Category: Once Upon a Time (TV)
Genre: Emma Swan Appreciation Week, Foster Care, Gen, These are all headcanons but, i just wanted to write out what i thought Emma's experiences growing up would be
Language: English
Status: Completed
Published: 2017-05-30
Updated: 2017-05-30
Packaged: 2018-11-06 21:25:29
Rating: General Audiences
Warnings: No Archive Warnings Apply
Chapters: 1
Words: 1,118
Publisher: archiveofourown.org
Story URL: https://archiveofourown.org/works/11044632
Author URL: https://archiveofourown.org/users/dancingswanprincess/pseuds/dancingswanprincess
Summary: Emma grew up in a lot of different foster homes. Here's all of them.





	The Life of a Meal Ticket

**Author's Note:**

> So like I said in the tags before - these are all my headcanons for Emma growing up in the foster system. This is also my contribution for Emma Swan Appreciation Week!

Emma was usually a quiet baby, wide green eyes looking up and trying to make sense of the world around her. Like she knew her mother had dropped her on the side of the road, and kept expecting to see a familiar face if she looked everywhere she possibly could. It almost seemed like even then, Emma knew something important was missing. It broke her foster parents’ hearts to see the little baby looking around, searching, only to end up crying uncontrollably. That’s why the first family gave her back. 

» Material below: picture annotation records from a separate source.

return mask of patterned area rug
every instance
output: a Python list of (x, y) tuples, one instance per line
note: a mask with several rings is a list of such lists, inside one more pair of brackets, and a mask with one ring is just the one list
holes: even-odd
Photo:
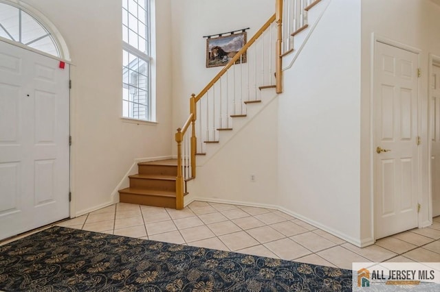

The second family’s hearts also broke, but they healed with time. After a couple months, baby Emma stopped looking for some mystery face and started looking for them. However, when the pregnancy test finally came back positive towards the end of her third year with them, it didn’t matter how Emma looked at them. Soon, the couple would have their own baby, who looked at them with eyes that were their own shade of blue. Why would they need Emma’s eyes to look for them anymore? That’s why the second family gave her back. 

The third family was scared of her. Terrified, really, but what else can you expect from superstitious people? Especially since their lightbulbs would explode and their power would go out whenever Emma would cry or throw a tantrum. One of her tantrums over not getting dessert almost burnt down the kitchen once. That family thought she was the devil incarnate, sent to test their faith while wearing the face of an innocent cherub. That’s why the third family gave her back. 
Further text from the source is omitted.